In This Review

The Threat Closer to Home: Hugo Chávez and the War Against America
The Threat Closer to Home: Hugo Chávez and the War Against America
By Douglas Schoen and Michael Rowan
Free Press, 2009, 240 pp

The recession must be taking its toll at the Free Press, for this limp stab at political sensationalism by two U.S. political consultants is emasculated by its unsubstantiated assertions and careless logic. Their book largely a cut-and-paste job, Schoen and Rowan fail to shock with any fresh revelations. Certainly, Venezuelan President Hugo Chávez is a shrewd and dangerous demagogue, and his recent successful campaign to win a referendum allowing him indefinite reelection has established a new benchmark for the unabashed mobilization of state resources to turn out the pro-government yes vote. But does the "real threat" to the United States come from Chávez's links to Iran and Russia, as the authors allege, or rather more from the alluring ideological alternative he poses to a market-driven globalization that is self-imploding before our very eyes and his underreported but pervasive influence within many Latin American countries?

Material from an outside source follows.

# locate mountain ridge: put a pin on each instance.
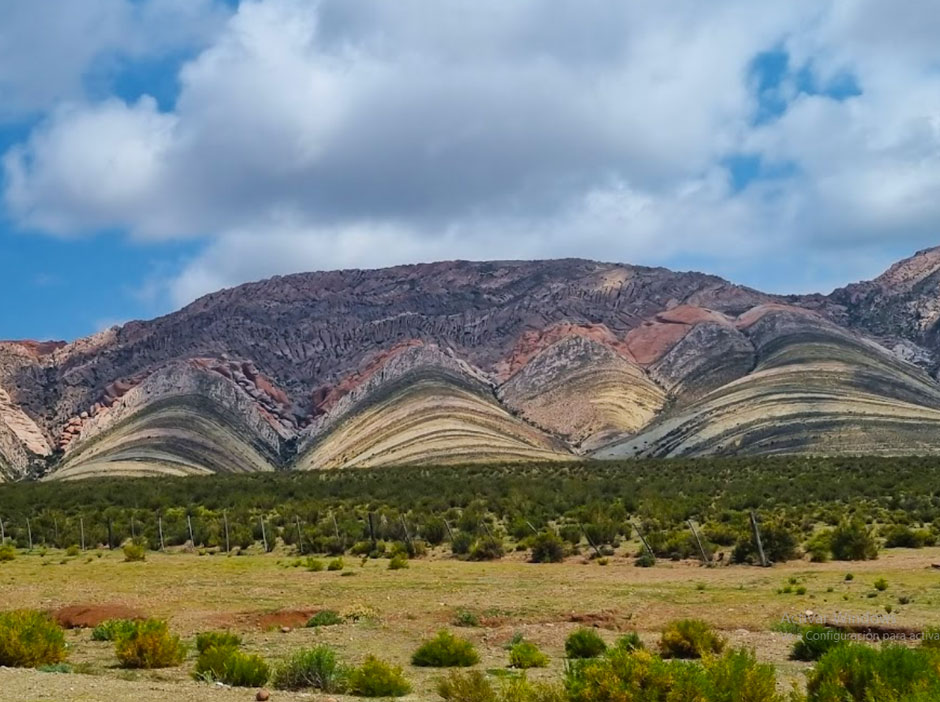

Furthermore, Schoen and Rowan's proposals for a new Alliance for Progress-cum-Marshall Plan are utterly passé, and hard-pressed U.S. consumers are unlikely to applaud their suggested self-inflicted cutoff of the flow of Venezuelan oil. The authors are correct, however, to criticize the Bush administration for its surprising passivity in the face of the Chávez threat, even if they fail to offer actionable advice to the new administration.